Il moto degli animi investiva non solo il regime crollato, ma l’intero mondo che in esso si era espresso. La gente voleva farla finita e ricominciare. Tutti andavano a tentoni: c’era un po’ di antifascismo esplicito e tecnico (non molto), un po’ di rabbia verso i tedeschi spaccatutto, un po’ di patriottismo popolare, e una bella dose dell’eterno particulare italiano, gli interessi locali, parrocchiali. […]
[…] e così qualunque iniziativa, anche la più moderata conteneva un germe di ribellione, e questi germi fiorivano a vista d’occhio. Gli istituti non c’erano più, li avremmo potuti rifare noi, di sana pianta; era ora. [191]

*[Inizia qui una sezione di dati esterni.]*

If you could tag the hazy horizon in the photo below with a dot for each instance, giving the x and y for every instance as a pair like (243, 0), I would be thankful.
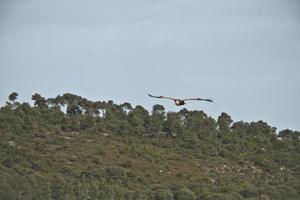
(243, 54)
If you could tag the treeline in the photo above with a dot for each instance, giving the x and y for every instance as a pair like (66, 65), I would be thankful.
(256, 162)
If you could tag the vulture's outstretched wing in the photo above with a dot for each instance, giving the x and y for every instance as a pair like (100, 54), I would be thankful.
(198, 99)
(160, 97)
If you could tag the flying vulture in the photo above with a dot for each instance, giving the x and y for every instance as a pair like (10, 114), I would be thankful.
(180, 102)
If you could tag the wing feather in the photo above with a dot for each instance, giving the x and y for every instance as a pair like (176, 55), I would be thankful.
(160, 97)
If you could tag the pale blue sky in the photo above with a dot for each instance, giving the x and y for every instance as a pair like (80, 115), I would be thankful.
(245, 54)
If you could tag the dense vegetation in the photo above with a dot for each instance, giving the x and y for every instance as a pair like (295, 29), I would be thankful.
(71, 148)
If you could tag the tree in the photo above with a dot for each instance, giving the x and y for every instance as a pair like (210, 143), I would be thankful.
(39, 101)
(224, 122)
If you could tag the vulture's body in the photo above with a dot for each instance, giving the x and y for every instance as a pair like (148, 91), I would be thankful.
(180, 102)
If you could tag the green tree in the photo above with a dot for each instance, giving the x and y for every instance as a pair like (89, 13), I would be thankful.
(224, 123)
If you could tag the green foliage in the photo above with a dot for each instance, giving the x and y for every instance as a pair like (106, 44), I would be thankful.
(102, 150)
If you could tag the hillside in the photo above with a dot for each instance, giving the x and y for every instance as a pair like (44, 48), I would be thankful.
(101, 150)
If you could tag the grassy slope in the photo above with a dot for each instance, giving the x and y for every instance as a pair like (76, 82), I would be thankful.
(136, 164)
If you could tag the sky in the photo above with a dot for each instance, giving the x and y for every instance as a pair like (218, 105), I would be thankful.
(243, 54)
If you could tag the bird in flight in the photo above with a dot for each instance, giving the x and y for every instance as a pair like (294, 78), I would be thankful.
(180, 102)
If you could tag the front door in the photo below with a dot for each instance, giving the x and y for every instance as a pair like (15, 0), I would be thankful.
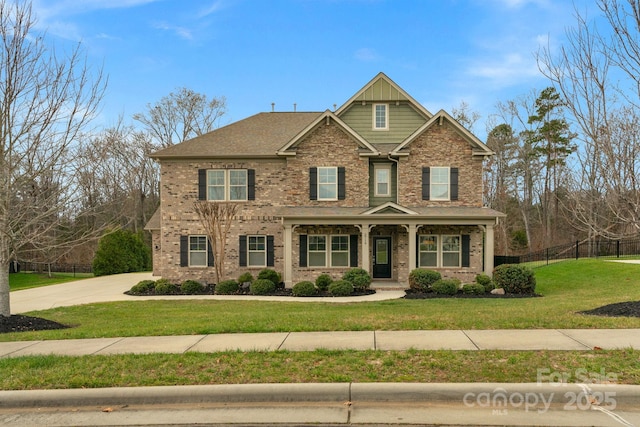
(382, 257)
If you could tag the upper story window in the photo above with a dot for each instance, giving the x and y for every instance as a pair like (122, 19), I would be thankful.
(227, 184)
(380, 117)
(327, 183)
(440, 184)
(382, 174)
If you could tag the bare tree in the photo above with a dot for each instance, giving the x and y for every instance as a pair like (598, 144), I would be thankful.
(216, 218)
(181, 115)
(45, 102)
(586, 71)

Ritroviamo dunque fin dall’apertura del romanzo quelle moltitudini senza capi e direzione di cui già parlava Machiavelli, così come ritroviamo la tentazione del “particulare” diagnosticata da Guicciardini; ma questa volta c’è qualcosa di nuovo, la sensazione che il moto spontaneo delle masse aspiri dal profondo a realizzare finalmente un cambiamento. Quel che prima di tutto Meneghello segnala è una sensazione che coglie intorno a sé e che potremmo descrivere con le parole che Auerbach dedica alla rappresentazione evangelica dei cambiamenti prodotti negli «strati profondi» del popolo dalle prediche di Gesù, un mondo «scosso nelle sue fondamenta, moventesi e rinnovantesi sotto i nostri occhi»[192]. È proprio questa sensazione di un mondo «moventesi e rinnovantesi» sotto i suoi occhi che ci restituisce Meneghello:
Dappertutto (almeno da noi, nel Vicentino) si sentiva muoversi la stessa corrente di sentimento collettivo; era l’esperienza di un vero moto popolare, ed era inebriante. Si avvertiva la strapotenza delle cose che partono dal basso, le cose spontanee; si provava il calore, la sicurezza di trovarsi immersi in questa onda della volontà generale.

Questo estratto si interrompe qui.